AIR2015滞在期間: 2016年2月10日(月)~2016年3月23日(月)
あさひAIR滞在作家成果発表展「山・雪・生活」
会期:2016年3月14日(月)~3月23日(水)
「雪の裏側」
展示場所:いっし・あーとすぺーす
インタビューリンク
作家レビュー
ふと、松田壯統は「自分を味わう」という事をしているのではないかと感じたりする。こういう人がいっぱいいたら、世の中はもっと自由で面白いだろうという、無根拠な自信がある。彼は今回の作品「雪の裏側」で、自然と人をつなぐ「息」に注目した。真夜中のコンビニで、「息が、暗闇と雪に包まれている」という話をした時、自分がの息だけが聞こえる状態に新鮮な驚きを感じた。
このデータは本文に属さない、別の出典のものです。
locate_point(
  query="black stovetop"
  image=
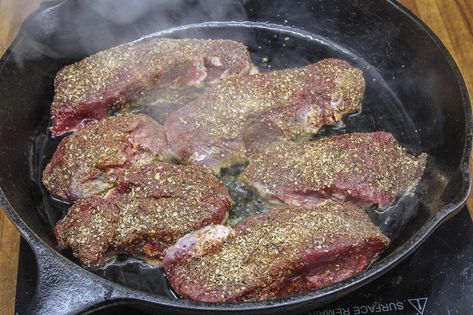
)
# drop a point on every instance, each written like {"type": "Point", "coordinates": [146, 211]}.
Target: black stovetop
{"type": "Point", "coordinates": [436, 279]}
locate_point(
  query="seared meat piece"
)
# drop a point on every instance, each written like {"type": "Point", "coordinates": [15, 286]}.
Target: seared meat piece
{"type": "Point", "coordinates": [280, 253]}
{"type": "Point", "coordinates": [89, 161]}
{"type": "Point", "coordinates": [152, 206]}
{"type": "Point", "coordinates": [368, 168]}
{"type": "Point", "coordinates": [172, 69]}
{"type": "Point", "coordinates": [242, 113]}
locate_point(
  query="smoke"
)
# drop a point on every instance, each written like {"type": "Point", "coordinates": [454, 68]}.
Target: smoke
{"type": "Point", "coordinates": [74, 29]}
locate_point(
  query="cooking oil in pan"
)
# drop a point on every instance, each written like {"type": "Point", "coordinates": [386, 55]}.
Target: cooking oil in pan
{"type": "Point", "coordinates": [272, 47]}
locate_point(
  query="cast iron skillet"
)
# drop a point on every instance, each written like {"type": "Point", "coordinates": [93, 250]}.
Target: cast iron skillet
{"type": "Point", "coordinates": [414, 90]}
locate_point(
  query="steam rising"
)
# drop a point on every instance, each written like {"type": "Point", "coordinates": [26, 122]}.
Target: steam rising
{"type": "Point", "coordinates": [70, 30]}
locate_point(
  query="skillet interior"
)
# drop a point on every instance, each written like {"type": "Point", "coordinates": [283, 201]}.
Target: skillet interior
{"type": "Point", "coordinates": [414, 91]}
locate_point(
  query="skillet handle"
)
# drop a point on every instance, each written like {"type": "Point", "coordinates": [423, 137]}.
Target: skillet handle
{"type": "Point", "coordinates": [64, 289]}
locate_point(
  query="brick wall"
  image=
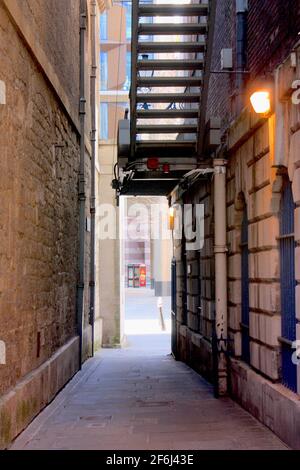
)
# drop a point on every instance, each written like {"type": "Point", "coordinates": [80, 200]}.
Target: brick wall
{"type": "Point", "coordinates": [55, 25]}
{"type": "Point", "coordinates": [250, 182]}
{"type": "Point", "coordinates": [195, 288]}
{"type": "Point", "coordinates": [221, 86]}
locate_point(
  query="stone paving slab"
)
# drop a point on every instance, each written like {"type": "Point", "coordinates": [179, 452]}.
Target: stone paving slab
{"type": "Point", "coordinates": [132, 399]}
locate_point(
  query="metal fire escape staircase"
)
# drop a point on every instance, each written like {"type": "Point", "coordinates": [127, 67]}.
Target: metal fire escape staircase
{"type": "Point", "coordinates": [170, 66]}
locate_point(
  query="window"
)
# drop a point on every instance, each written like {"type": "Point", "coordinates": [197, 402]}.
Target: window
{"type": "Point", "coordinates": [103, 71]}
{"type": "Point", "coordinates": [127, 6]}
{"type": "Point", "coordinates": [104, 121]}
{"type": "Point", "coordinates": [288, 286]}
{"type": "Point", "coordinates": [103, 26]}
{"type": "Point", "coordinates": [245, 289]}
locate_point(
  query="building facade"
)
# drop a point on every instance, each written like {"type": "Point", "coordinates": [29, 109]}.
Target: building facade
{"type": "Point", "coordinates": [260, 157]}
{"type": "Point", "coordinates": [115, 34]}
{"type": "Point", "coordinates": [46, 172]}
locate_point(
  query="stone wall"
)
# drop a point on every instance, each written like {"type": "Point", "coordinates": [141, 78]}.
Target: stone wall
{"type": "Point", "coordinates": [39, 229]}
{"type": "Point", "coordinates": [250, 182]}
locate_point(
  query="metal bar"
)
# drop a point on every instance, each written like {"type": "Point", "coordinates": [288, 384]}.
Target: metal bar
{"type": "Point", "coordinates": [286, 341]}
{"type": "Point", "coordinates": [170, 64]}
{"type": "Point", "coordinates": [168, 81]}
{"type": "Point", "coordinates": [286, 236]}
{"type": "Point", "coordinates": [167, 114]}
{"type": "Point", "coordinates": [133, 88]}
{"type": "Point", "coordinates": [163, 47]}
{"type": "Point", "coordinates": [166, 129]}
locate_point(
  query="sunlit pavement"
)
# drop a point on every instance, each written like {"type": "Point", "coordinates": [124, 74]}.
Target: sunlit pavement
{"type": "Point", "coordinates": [142, 321]}
{"type": "Point", "coordinates": [139, 397]}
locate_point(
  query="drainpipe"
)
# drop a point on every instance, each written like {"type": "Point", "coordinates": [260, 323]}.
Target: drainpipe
{"type": "Point", "coordinates": [82, 196]}
{"type": "Point", "coordinates": [93, 167]}
{"type": "Point", "coordinates": [220, 250]}
{"type": "Point", "coordinates": [241, 50]}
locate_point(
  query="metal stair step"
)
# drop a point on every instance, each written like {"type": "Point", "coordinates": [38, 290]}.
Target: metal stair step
{"type": "Point", "coordinates": [170, 64]}
{"type": "Point", "coordinates": [162, 47]}
{"type": "Point", "coordinates": [169, 81]}
{"type": "Point", "coordinates": [167, 97]}
{"type": "Point", "coordinates": [167, 113]}
{"type": "Point", "coordinates": [173, 10]}
{"type": "Point", "coordinates": [172, 29]}
{"type": "Point", "coordinates": [166, 129]}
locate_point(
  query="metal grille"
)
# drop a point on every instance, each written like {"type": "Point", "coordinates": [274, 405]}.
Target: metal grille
{"type": "Point", "coordinates": [288, 284]}
{"type": "Point", "coordinates": [245, 289]}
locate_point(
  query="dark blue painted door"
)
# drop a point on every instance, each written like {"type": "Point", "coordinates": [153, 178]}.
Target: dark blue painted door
{"type": "Point", "coordinates": [245, 289]}
{"type": "Point", "coordinates": [288, 284]}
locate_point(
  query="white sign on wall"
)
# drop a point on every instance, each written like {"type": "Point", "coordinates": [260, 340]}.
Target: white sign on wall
{"type": "Point", "coordinates": [2, 92]}
{"type": "Point", "coordinates": [296, 93]}
{"type": "Point", "coordinates": [2, 353]}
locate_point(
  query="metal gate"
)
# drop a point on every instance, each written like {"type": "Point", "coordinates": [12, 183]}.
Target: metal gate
{"type": "Point", "coordinates": [173, 309]}
{"type": "Point", "coordinates": [288, 284]}
{"type": "Point", "coordinates": [245, 289]}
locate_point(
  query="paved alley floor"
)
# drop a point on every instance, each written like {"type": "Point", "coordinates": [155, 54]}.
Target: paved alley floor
{"type": "Point", "coordinates": [139, 397]}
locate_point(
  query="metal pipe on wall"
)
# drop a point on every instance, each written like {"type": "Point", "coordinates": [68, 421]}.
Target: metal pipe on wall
{"type": "Point", "coordinates": [81, 189]}
{"type": "Point", "coordinates": [220, 250]}
{"type": "Point", "coordinates": [93, 78]}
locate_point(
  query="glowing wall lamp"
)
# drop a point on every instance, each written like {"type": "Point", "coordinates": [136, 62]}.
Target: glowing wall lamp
{"type": "Point", "coordinates": [261, 101]}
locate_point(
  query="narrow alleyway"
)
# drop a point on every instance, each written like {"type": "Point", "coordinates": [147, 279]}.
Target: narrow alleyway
{"type": "Point", "coordinates": [140, 398]}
そして、息をしている事自体を自覚できる瞬間を導き出すように、彼は映像インスタレーションを構成していった。
10個の小さなスピーカーから息の音が流れ、五角形に仕切られたスクリーンにはそれぞれ映像が映し出され、中心に置かれた机を囲む4つのディスプレイ映像は呼吸に合わせて明滅している。机の上にモミの木をさした大きなガラス瓶の内側で結露した水滴に照明が当てられている。スクリーンの一つに、森の中で若一王子神社の権禰宜とオペラ歌手が出会う映像が投影されていた。ゆっくりと弧を描いて歩くオペラ歌手が通り過ぎてから、一礼した後に声をだす権禰宜。水の神様が通り過ぎていく様な不思議な感覚を想起させる印象的なシーンだ。息と共に吐き出された声が、自然の大きな循環と混ざり合って、僕の身体を拡張する。音や映像やオブジェによって、息を自覚するプロセスを追体験するような映像インスタレーションだった。